Diacono can. 266, 288, 861, 910, 943, 1031, 1037, 1108, 1169 c.j.c.
Ministro della Chiesa che ha ricevuto il primo grado dell’
Ordine sacro e come tale è diventato
chierico. È detto:
—
transeunte se è ordinato con l’intenzione di essere ammesso all’ordine successivo del presbiterato [
vedi Presbitero];
—
permanente se è ordinato per esercitare stabilmente solo l’ordine del diaconato.
Il (—) è ministro ordinario del
Battesimo e della Comunione, può essere delegato ad assistere ai
matrimoni [
vedi Matrimonio canonico;
Matrimonio concordatario] presiedere alle
esequie ecclesiastiche e impartire le benedizioni [
vedi Sacramentali] che gli sono espressamente consentite dal diritto (tra cui la Benedizione eucauristica).
Coloro che sono destinati al presbiterato vengono ammessi all’ordine del diaconato soltanto a 23 anni compiuti; i candidati al diaconato permanente vi sono invece ammessi:
— se
celibi, dopo i 25 anni compiuti;
— se
coniugati dopo i 35 anni compiuti e con il consenso della moglie.
Il (—) che intende essere ammesso al sacerdozio (così come chi, non sposato, vuole accedere al diaconato permanente) deve preventivamente avere assunto pubblicamente, dinanzi a Dio e alla Chiesa, l’obbligo del
celibato oppure avere emesso i
voti perpetui in un
istituto religioso. Il (—) permanente rimasto vedovo non può, salvo dispensa, risposarsi.
Rispetto agli obblighi che devono assumere i chierici i (—)

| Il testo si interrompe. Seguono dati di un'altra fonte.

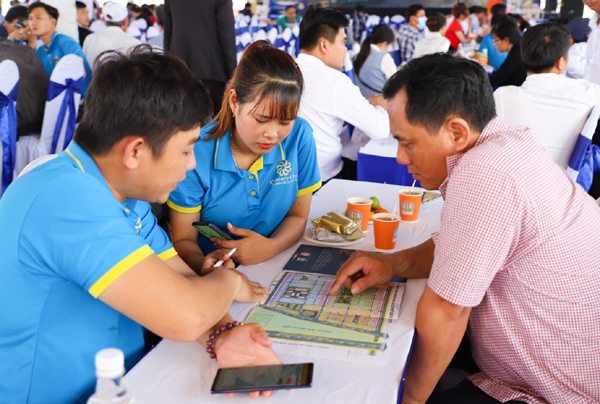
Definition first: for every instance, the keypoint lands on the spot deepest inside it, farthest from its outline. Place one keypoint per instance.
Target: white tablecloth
(177, 372)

permanenti non sono tenuti, a meno che il diritto particolare non stabilisca diversamente: ad indossare
l’abito ecclesiastico, ad assumere uffici pubblici che comportano una partecipazione all’esercizio del potere civile, ad esercitare uffici secolari che comportano l’onere del rendiconto, ad esercitare
attività affaristica e commerciale, ad avere parte attiva nei partiti politici e nelle associazioni sindacali.